The court described as ‘well settled’ the propositions enunciated by the Full Court of the Federal Court in Collector of Customs v Pozzolanic Enterprises Pty Ltd as to ‘the practical restraints on judicial review’.[11] The court on judicial review should not be’ concerned with looseness in the language … nor with unhappy phrasing”[12] of the reasons of an administrative decision-maker, and should not construe the reasons for decision ‘minutely and finely with an eye keenly attuned to the perception of error’.[13] These propositions have been frequently applied in judicial review proceedings ever since.[14]
[10](1996) 185 CLR 259, 272 (Brennan CJ, Toohey, McHugh and Gummow JJ) (‘Liang’).
[11](1993) 43 FCR 280, 287 (Neaves, French and Cooper JJ) (‘Pozzolanic’).
[12]Liang (1996) 185 CLR 259, 272 (Brennan CJ, Toohey, McHugh and Gummow JJ), citing Pozzolanic (1993) 43 FCR 280, 287 (Neaves, French and Cooper JJ).
[13]Liang (1996) 185 CLR 259, 272 (Brennan CJ, Toohey, McHugh and Gummow JJ).
[14]See, for example, Re Minister for Immigration and Multicultural Affairs; Ex parte Miah (2001) 206 CLR 57, 66, [23] (Gleeson CJ and Hayne J dissenting) 119 [200] (Kirby J); Minister for Immigration and Multicultural Affairs v Respondents S152/2003 (2004) 222 CLR 1, 42 [123] (Kirby J); Bennett v R[2010] VSCA 280 (22 October 2010) [27] (Weinberg JA and Ashley JA agreeing); compare Endeavour Coal Pty Ltd v Association of Professional Engineers, Scientists and Managers, Australia (2012) 206 FCR 576, 588–9 [36] (Flick J); Soliman v University of Technology, Sydney (2012) 207 FCR 277, 295 [57] (Marshall, North and Flick JJ).
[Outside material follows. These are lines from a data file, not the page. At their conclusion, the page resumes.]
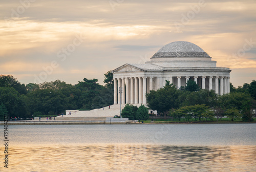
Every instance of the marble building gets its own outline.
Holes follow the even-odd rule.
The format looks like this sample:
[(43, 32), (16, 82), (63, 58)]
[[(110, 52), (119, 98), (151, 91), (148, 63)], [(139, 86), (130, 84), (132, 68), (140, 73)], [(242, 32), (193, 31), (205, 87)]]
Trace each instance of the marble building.
[(145, 93), (163, 88), (165, 80), (178, 89), (193, 79), (201, 89), (214, 90), (219, 95), (230, 92), (231, 70), (217, 67), (216, 61), (194, 44), (168, 44), (150, 59), (145, 63), (126, 63), (112, 71), (114, 104), (145, 104)]

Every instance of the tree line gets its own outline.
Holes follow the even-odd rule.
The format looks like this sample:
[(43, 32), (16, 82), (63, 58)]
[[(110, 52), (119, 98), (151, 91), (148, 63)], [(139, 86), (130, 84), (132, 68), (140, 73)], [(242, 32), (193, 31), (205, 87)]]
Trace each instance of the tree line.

Relying upon these principles, Spotless submitted, in writing and orally, that the medical and other evidence, and the submissions made on behalf of Ms Trpceva and Spotless, did not require the panel positively to state its reasoning with respect to her being symptomatic from 2008. The statement of reasons of the panel disclose its path of reasoning towards the conclusion that her back condition was degenerative, not work-related. It could not be said that the panel had ignored her account that she was symptomatic from 2008 because the statement expressly mentions it. It was open to the panel to find, as it did, that Ms Trpceva became symptomatic during a period of time when she was on restricted hours and modified duties in respect of the shoulder injury.
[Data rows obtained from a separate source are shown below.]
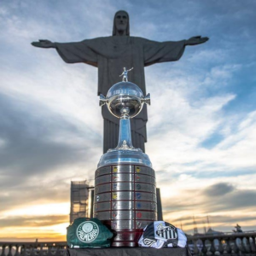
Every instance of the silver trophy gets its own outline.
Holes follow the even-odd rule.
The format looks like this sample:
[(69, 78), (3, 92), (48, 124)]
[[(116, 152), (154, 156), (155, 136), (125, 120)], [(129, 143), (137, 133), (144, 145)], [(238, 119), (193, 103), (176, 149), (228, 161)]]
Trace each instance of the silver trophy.
[(156, 220), (154, 171), (148, 156), (132, 146), (130, 123), (144, 103), (150, 105), (150, 96), (143, 96), (137, 85), (128, 82), (130, 70), (124, 68), (125, 79), (106, 97), (100, 96), (100, 106), (107, 104), (120, 119), (118, 145), (102, 156), (95, 175), (94, 217), (115, 233), (113, 247), (137, 246), (143, 229)]
[(98, 168), (114, 163), (137, 163), (151, 167), (148, 156), (141, 148), (135, 148), (131, 143), (130, 119), (141, 112), (144, 103), (150, 105), (149, 93), (143, 96), (141, 89), (131, 82), (117, 83), (106, 97), (100, 96), (100, 106), (107, 104), (109, 112), (120, 121), (118, 145), (102, 156)]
I accept the submission made for Spotless that there was evidence upon which the panel could have found, as it did, that Ms Trpceva’s back injury became symptomatic after her shoulder injury occurred in about November 2009. But this finding necessarily involves consideration of the whole of the evidence with respect to that subject, including Ms Trpceva’s account that she became symptomatic from 2008. Within the scope of its jurisdiction to opine, the panel might (after due consideration) reject that account as false, unreliable or contrary to the whole of the evidence. Alternatively, the panel might accept it. The consequences of rejecting or accepting the account are for the panel to consider and determine. But the path of the panel’s reasoning would not be sufficient without disclosing its reasoning in relation to this issue. Even read beneficially, as it must be, the statement of reasons of the panel does not set out, implicitly or explicitly, how it so reasoned. I am therefore driven, with some reluctance, to conclude that the statement is not detailed enough to enable this court to see whether the opinion of the panel does or does not involve an error of law. There are no discretionary reasons for refusing relief. Therefore the opinion must be quashed by an order in the nature of certiorari for error of law on the face of the record and the referred questions will be remitted to a differently constituted panel for opinion in accordance with law.